The ADL’s leaked internal memo shows that it did pause its trainings — quietly — in hopes that no one would notice. The fight is not over. The ADL has suspended the training program but it has not ended it. The ADL was compelled to acknowledge how out of step its work is with public momentum in solidarity with the targets of police violence — albeit privately. It is up to the public to demand that these programs cease completely.

The 2020 uprisings made it possible to suspend police trainings, but activists worked long hours to educate the community about them and protest their violations. Campaigns such as Deadly ExchangeStudents for Justice in Palestine, Jewish Voice for Peace and the Movement for Black Lives were among the organizations that laid the foundation for challenging police exchanges, which found a new life in the swelling of mobilizations.

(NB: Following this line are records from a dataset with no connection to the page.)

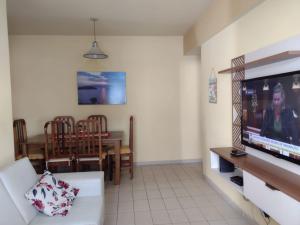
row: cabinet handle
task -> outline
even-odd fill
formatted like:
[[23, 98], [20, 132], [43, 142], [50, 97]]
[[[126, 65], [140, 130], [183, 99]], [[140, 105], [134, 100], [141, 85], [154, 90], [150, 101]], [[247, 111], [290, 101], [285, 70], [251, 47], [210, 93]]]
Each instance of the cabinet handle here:
[[271, 189], [272, 191], [279, 191], [276, 187], [272, 186], [271, 184], [266, 183], [266, 187]]

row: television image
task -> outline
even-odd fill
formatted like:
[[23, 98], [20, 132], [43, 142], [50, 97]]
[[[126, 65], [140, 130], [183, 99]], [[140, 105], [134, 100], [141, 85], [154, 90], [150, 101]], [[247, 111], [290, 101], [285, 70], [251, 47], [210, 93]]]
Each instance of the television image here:
[[242, 144], [300, 164], [300, 71], [243, 80]]
[[79, 105], [126, 103], [125, 72], [77, 72]]

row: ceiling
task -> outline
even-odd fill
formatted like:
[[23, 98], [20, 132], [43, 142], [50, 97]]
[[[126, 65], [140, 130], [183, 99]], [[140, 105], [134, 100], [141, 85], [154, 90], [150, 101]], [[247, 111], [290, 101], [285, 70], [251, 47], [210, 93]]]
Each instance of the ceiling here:
[[183, 35], [212, 0], [8, 0], [10, 34]]

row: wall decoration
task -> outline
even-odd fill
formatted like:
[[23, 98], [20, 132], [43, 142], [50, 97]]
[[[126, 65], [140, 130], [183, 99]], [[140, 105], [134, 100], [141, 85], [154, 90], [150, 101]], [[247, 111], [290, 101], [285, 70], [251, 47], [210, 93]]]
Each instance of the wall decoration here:
[[217, 103], [217, 76], [214, 69], [211, 70], [208, 80], [208, 101]]
[[126, 104], [125, 72], [77, 72], [79, 105]]

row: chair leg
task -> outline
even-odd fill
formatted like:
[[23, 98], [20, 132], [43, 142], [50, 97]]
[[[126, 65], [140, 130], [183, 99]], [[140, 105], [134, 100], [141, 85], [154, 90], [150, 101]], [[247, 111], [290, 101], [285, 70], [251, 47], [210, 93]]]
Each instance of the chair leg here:
[[109, 180], [113, 180], [113, 174], [114, 174], [114, 163], [113, 163], [113, 156], [109, 156]]
[[133, 154], [130, 154], [130, 179], [133, 178]]
[[79, 162], [76, 160], [76, 172], [79, 172], [79, 169], [80, 169], [80, 165]]

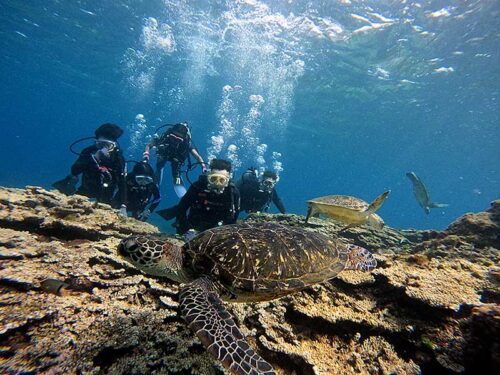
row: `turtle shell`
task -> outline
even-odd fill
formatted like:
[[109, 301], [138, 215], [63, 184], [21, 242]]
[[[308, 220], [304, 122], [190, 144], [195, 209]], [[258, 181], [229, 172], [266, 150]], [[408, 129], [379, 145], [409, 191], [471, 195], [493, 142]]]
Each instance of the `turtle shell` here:
[[328, 280], [347, 262], [347, 245], [276, 223], [221, 226], [184, 246], [184, 268], [211, 275], [232, 300], [276, 298]]
[[348, 195], [328, 195], [307, 202], [310, 212], [321, 213], [346, 224], [360, 225], [369, 220], [369, 204]]
[[308, 203], [338, 206], [353, 211], [364, 211], [369, 206], [369, 204], [364, 200], [356, 197], [351, 197], [349, 195], [327, 195], [324, 197], [311, 199], [308, 201]]

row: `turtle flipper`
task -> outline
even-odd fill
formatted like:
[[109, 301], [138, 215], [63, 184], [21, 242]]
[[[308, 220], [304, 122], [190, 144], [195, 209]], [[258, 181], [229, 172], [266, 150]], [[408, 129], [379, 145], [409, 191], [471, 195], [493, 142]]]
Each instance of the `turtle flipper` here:
[[318, 209], [316, 207], [314, 207], [313, 205], [308, 205], [306, 221], [305, 221], [306, 224], [311, 217], [319, 217], [319, 212], [318, 212]]
[[309, 207], [309, 208], [307, 209], [307, 215], [306, 215], [306, 221], [305, 221], [305, 223], [306, 223], [306, 224], [307, 224], [307, 222], [309, 221], [309, 218], [311, 217], [311, 212], [312, 212], [312, 208], [311, 208], [311, 207]]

As we demand an end of these programs, we can look to Durham, North Carolina as an example. The Durham City Council outlawed police exchanges in 2018. Activists formed a multiracial coalition of faiths that called attention to Israeli police trainings, as well as Israeli brutality against Palestinians. The coalition won a resolution by the city council that “opposes international exchanges with any country in which Durham officers receive military-style training.”

The movement for Black lives has a lot more to do. Justice must be inclusive of all our communities. It must also reach beyond our local communities. Indeed, our racial justice efforts must reach beyond the country. Even though it may seem distant, events and institutions are actually intimately linked to our communities. There are ties that link us beyond borders. These include U.S. weapons and military aid, as well as ties between Israeli security forces with U.S. law enforcement. Stopping police exchanges will lead to a world of cooperation, solidarity, and common pursuits of justice, not racism and violence.